I could be crawling along the freshly painted red Freedom Trail stripe at the Boylston T kiosk, mouth full of peanut butter and saltines with a sun-lamp strapped to the back of my head – and some twat would pick that particular moment to stroll by and declare “What’s the big deal? I like it when it’s this hot!” Well, if that’s indeed the case, please let me extend to you this invitation to die immediately in a roofdeck propane fire.
“Air conditioner? Poppycock – save your utility money and just give in to this beautiful heat. Slather yourself in Crisco and find a nice patch of incindiary North End sidewalk to lie on. Get some rays. Sure, the 16-year-old bubblegum will be liquifying straight into your hair, but I love it I love it I love it!” This girl lives in my building. And while I’m exaggerating her exact statement to me Sunday morning as I struggled to install my decade old airplane hanger AC unit, I am in no way exaggerating the sudden desire I felt to drop said 100 pounds of freon fixture on her jelly-sandled tootsies.

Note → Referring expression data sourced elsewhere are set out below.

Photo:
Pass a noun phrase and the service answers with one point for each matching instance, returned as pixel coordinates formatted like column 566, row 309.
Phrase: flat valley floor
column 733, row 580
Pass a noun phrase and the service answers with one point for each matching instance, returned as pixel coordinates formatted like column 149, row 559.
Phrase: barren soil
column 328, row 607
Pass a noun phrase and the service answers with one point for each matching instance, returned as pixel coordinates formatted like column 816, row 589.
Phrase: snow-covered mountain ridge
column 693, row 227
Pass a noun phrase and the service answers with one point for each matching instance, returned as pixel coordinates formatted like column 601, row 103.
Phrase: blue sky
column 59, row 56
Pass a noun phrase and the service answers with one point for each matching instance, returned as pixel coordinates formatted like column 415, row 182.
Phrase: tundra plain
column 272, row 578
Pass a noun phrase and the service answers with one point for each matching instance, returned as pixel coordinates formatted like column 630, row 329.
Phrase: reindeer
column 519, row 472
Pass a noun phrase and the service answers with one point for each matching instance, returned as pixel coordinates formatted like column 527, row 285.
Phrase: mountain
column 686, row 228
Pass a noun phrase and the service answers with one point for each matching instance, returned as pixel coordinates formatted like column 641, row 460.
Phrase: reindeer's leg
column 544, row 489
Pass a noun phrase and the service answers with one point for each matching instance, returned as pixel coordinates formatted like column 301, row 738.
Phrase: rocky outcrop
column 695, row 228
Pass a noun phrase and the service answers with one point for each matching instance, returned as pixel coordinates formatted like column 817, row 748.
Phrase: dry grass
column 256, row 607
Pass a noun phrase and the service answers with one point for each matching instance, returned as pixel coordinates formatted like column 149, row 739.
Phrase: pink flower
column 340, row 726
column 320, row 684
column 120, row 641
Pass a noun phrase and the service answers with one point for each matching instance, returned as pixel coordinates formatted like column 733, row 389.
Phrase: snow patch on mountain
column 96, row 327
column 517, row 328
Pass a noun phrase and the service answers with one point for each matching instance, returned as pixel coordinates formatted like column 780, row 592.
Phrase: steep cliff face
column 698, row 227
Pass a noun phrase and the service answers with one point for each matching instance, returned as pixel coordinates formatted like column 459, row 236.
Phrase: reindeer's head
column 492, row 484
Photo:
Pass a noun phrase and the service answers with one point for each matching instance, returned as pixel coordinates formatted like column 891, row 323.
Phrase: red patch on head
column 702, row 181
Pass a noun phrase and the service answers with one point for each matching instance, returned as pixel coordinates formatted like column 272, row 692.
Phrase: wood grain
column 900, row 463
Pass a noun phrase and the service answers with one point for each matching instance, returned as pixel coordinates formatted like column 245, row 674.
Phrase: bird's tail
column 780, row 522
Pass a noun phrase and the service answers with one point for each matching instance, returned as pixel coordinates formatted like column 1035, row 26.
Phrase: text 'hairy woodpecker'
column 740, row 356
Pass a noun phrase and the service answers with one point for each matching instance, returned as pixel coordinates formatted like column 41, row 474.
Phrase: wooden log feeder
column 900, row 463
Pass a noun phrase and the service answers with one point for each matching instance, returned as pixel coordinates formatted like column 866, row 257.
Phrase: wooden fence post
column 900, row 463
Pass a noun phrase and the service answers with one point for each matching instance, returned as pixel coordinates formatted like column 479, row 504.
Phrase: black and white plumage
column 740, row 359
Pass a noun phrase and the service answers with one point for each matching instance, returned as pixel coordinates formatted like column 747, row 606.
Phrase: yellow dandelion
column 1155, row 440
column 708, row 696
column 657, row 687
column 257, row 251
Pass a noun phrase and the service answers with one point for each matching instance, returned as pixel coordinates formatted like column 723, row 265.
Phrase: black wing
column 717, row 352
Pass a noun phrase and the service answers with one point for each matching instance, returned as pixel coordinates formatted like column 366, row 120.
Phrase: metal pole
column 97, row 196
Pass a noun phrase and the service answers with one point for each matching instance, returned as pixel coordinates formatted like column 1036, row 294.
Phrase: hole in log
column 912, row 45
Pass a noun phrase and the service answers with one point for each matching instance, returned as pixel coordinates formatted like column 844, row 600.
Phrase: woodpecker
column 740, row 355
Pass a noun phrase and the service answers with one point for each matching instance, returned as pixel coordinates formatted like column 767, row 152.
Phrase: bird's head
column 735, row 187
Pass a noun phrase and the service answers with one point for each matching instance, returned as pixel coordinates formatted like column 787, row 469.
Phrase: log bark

Maybe it’s because I’m a frostback. Maybe it’s because I wasn’t an Afrikaans tobacco farmer in a former life. Regardless, I don’t do well in the heat – and I really wish I still owned one of these.
Detroit Velvet Smooth from Moncton
At least you didn’t get the old, “hot enough for you” that people love to throw around. Every time I hear that, I come this close to going on a seven state killing spree.
Brian Fitzgerald
Amen
Lisa F.
Oh my god, I loved the Snoopy Snow Cone Machine. I got it as a gift for my fifth birthday (insert age joke here) and it was the best present ever.
Also, the title of this post made me laugh out loud. Amen is right.